This is the catalogue of an imaginatively conceived and well-researched exhibition. Its lengthy and informative essays, by Michael Komanecky, Edgar Peters Bowron, Clara Bargellini, Isabel Horovits, Jorgen Wadum, and Ekkehard Westermann, span the fields of art history, art conservation and economic history.
Introductory essays focus on the many roles of copper in European history, its mining, processing and trade, and the evolution of copper as a painting support. As the earliest metal known to have been used by humans, copper came to have a wide range of everyday functions, ranging from common tools, rivets and other metal parts for shipbuilding, and the strings of musical instruments, to the plates used by engravers and etchers. In Western Europe during the second half of the sixteenth century, copper outdistanced wood panel as a painting support, reasons for this include the relative ease of preparation before painting and its smoothness and stability. Indeed, its use was a major impetus for the development of the genre known as cabinet painting.
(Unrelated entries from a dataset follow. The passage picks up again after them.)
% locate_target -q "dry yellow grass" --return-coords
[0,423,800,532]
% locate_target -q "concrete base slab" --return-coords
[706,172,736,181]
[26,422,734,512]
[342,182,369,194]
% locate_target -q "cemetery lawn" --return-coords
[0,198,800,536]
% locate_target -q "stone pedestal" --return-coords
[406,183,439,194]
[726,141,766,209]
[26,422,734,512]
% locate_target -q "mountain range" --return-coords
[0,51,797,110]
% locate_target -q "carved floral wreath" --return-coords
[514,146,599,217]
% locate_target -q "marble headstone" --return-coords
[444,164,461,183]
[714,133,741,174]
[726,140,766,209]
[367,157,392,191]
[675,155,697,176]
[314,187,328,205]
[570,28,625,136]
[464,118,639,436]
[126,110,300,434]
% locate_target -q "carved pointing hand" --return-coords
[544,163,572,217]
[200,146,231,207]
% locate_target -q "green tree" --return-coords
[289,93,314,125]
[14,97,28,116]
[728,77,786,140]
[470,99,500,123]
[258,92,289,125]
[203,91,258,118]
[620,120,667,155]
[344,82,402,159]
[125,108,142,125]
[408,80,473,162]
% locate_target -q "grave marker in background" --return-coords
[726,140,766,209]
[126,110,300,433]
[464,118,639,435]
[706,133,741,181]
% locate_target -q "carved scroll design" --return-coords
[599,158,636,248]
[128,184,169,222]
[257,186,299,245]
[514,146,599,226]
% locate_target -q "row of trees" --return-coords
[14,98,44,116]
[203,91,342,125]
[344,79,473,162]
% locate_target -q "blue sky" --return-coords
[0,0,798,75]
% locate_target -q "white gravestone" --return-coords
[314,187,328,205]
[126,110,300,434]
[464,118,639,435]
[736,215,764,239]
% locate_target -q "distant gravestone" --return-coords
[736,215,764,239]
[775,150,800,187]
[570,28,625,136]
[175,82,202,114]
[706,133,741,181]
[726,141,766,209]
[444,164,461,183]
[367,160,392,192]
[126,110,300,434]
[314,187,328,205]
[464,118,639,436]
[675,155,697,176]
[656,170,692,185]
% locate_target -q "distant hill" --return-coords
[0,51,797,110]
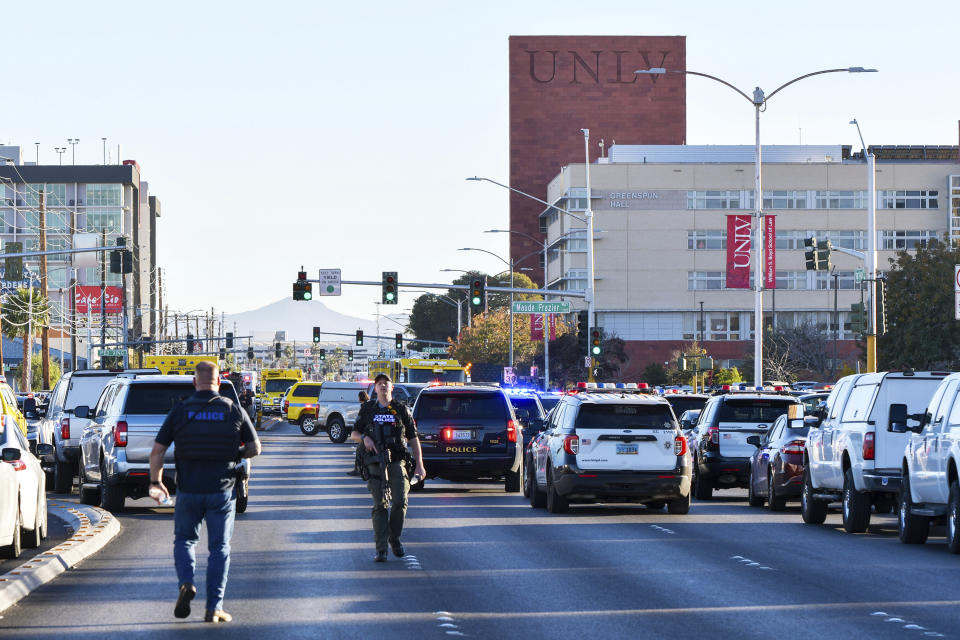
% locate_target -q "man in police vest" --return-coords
[350,373,427,562]
[150,362,260,622]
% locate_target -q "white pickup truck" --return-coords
[800,370,948,533]
[890,373,960,553]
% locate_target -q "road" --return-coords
[0,423,960,640]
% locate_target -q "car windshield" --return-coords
[263,379,297,393]
[573,404,676,429]
[717,398,796,422]
[415,392,507,420]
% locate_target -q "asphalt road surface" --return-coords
[0,422,960,640]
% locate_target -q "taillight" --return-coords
[707,427,720,445]
[863,431,876,460]
[113,420,127,447]
[673,436,687,456]
[783,440,804,456]
[507,420,517,442]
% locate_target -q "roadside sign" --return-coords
[318,269,340,296]
[513,300,570,313]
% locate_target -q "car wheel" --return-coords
[53,460,73,493]
[547,467,570,513]
[767,469,787,511]
[235,476,250,513]
[0,509,23,559]
[693,460,713,500]
[747,465,763,507]
[524,465,547,509]
[800,469,828,524]
[327,416,348,444]
[843,469,870,533]
[947,480,960,553]
[667,493,690,516]
[100,464,126,513]
[897,473,930,544]
[300,416,320,436]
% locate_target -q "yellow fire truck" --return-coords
[368,358,467,383]
[259,369,303,415]
[143,356,219,376]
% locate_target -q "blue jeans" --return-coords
[173,491,235,611]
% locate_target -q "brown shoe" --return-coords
[203,609,233,622]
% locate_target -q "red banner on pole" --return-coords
[77,285,122,313]
[727,214,753,289]
[763,215,777,289]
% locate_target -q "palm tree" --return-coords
[2,287,50,389]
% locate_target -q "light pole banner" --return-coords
[727,214,751,289]
[763,215,777,289]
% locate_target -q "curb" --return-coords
[0,500,120,612]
Painters featured in the essays and catalogue include the influental Italian, Giulio Clovio, as well as Netherlandish and German artists who developed their techniques in Italy, including Paul Bril, Bartholomeus Spranger and other painters of the Prague Circle, Joos de Momper II, Jan Brueghel, and Johann Rottenhammer. Artists of the next generation include Jan van Kessel I, Hendrick van Steenwijk and Frans van Mieris. Those leading practitioners whose works do not appear in the catalogue are well represented in the essay section, which has lavish color illustrations. Further, the catalogue texts enhance the introductory essays, as they investigate the place paintings on copper held within specific artists’ works.
Scholars interested in the diffusion of artistic genres to Latin America will appreciate Clara Bargellini’s essay which discusses programs of paintings on copper, some imported from the Netherlands, in Mexico, Chile, Peru, and other Spanish colonies. Further, Jorgen Wadum’s study of the marks of Antwerp coppersmiths should provide further evidence for authenticating and localizing anonymous paintings.
This is a rare compendium of information on what was a significant genre of painting in the late sixteenth and seventeenth centuries. The comprehensive nature of the essays makes this a valuable reference for any library on painting.